NEW ORLEANS – The U.S. District Court for the Eastern District of Louisiana has ruled against Associated Wholesale Grocers (AWG) regarding the company's claims that plaintiff Michael Piazza perjured himself.
Piazza had originally filed a lawsuit against AWG “contending that his employer violated the Family and Medical Leave Act and the American Disabilities Act when they refused to allow him time off for his lung condition,” and furthermore alleged that AWG had threatened him with termination if he took time off.
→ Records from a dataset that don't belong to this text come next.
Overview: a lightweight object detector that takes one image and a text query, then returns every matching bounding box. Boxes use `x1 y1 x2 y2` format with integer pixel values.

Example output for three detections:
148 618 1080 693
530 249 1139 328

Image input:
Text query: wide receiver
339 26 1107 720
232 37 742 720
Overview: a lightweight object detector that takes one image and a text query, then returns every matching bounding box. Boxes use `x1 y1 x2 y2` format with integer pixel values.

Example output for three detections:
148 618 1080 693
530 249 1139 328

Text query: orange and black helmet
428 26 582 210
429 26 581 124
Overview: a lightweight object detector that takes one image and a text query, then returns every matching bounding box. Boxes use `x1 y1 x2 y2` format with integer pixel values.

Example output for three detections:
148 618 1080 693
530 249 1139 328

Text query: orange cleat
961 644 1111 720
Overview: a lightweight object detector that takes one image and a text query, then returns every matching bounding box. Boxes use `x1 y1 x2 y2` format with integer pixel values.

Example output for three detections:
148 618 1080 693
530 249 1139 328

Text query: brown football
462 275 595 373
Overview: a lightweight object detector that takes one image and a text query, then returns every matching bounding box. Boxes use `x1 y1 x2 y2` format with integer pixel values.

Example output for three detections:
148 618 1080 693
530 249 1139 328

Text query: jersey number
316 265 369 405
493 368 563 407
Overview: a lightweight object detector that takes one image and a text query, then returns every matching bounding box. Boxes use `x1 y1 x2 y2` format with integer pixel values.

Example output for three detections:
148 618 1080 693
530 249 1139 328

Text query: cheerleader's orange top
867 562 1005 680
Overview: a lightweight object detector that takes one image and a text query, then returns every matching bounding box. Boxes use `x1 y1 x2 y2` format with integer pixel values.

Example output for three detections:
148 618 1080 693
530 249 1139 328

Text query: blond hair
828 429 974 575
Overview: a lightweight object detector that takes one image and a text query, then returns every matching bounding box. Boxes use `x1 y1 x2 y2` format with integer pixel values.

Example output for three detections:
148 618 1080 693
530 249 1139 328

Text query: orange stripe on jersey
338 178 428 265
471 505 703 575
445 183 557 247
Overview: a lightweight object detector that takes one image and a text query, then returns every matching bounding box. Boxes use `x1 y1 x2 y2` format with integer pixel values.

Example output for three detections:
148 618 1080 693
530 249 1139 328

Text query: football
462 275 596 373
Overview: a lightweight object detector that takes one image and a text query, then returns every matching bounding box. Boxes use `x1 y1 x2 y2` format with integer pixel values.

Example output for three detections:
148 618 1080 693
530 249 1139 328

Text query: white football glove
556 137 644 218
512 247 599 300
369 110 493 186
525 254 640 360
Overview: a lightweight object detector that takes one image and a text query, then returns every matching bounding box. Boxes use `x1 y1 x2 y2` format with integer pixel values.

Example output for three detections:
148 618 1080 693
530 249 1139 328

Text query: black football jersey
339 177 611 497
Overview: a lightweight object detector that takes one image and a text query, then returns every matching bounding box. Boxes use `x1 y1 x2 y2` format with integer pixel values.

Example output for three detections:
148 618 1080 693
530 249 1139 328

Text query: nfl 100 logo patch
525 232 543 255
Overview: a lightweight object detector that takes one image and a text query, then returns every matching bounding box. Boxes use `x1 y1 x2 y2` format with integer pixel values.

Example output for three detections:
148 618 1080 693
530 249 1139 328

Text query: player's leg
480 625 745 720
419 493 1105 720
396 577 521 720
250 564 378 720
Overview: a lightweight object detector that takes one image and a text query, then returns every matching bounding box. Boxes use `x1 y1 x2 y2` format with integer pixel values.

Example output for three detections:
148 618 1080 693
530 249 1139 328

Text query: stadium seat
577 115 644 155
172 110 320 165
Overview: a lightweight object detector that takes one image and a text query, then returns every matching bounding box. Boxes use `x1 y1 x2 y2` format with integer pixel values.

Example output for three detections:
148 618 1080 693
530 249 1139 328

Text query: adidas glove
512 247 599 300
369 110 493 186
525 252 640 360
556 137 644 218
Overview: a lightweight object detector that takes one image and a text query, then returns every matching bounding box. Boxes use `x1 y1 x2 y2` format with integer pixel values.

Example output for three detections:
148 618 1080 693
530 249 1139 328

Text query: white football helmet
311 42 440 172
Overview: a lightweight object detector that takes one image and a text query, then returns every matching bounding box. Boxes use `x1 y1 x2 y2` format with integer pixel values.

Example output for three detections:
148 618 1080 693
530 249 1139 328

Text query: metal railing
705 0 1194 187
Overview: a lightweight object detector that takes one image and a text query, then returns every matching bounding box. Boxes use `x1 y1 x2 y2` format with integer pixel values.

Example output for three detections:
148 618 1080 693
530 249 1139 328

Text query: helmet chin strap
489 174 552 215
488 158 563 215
AWG alleged that Piazza had attempted to return to work using a forged physician’s note, which the plaintiff denied, citing that “the document is not relevant to his claims because it was not used by AWG in its decision to terminate him.”
Judge Karen W. Roby, in a statement filed on May 13, agreed in favor of Piazza, finding that the “the evidence submitted by AWG does not clearly establish that he lied or committed perjury,” even if questions about the plaintiff’s credibility remain. The question of fact was mainly regarding a note from Dr. Michael Knower that the plaintiff submitted to AWG on October 13, 2016, that he could return to work on light duty.
AWG claimed that the note was forged, as it learned through deposition hearings that Knower claims not to have seen Piazza on the day Piazza claimed the note was written. Although these facts offered questions of credibility regarding Piazza’s lawsuit, Roby found that it does not conclude that he purposely lied or presented false statements, and she offered AWG the ability to prove such in future hearings.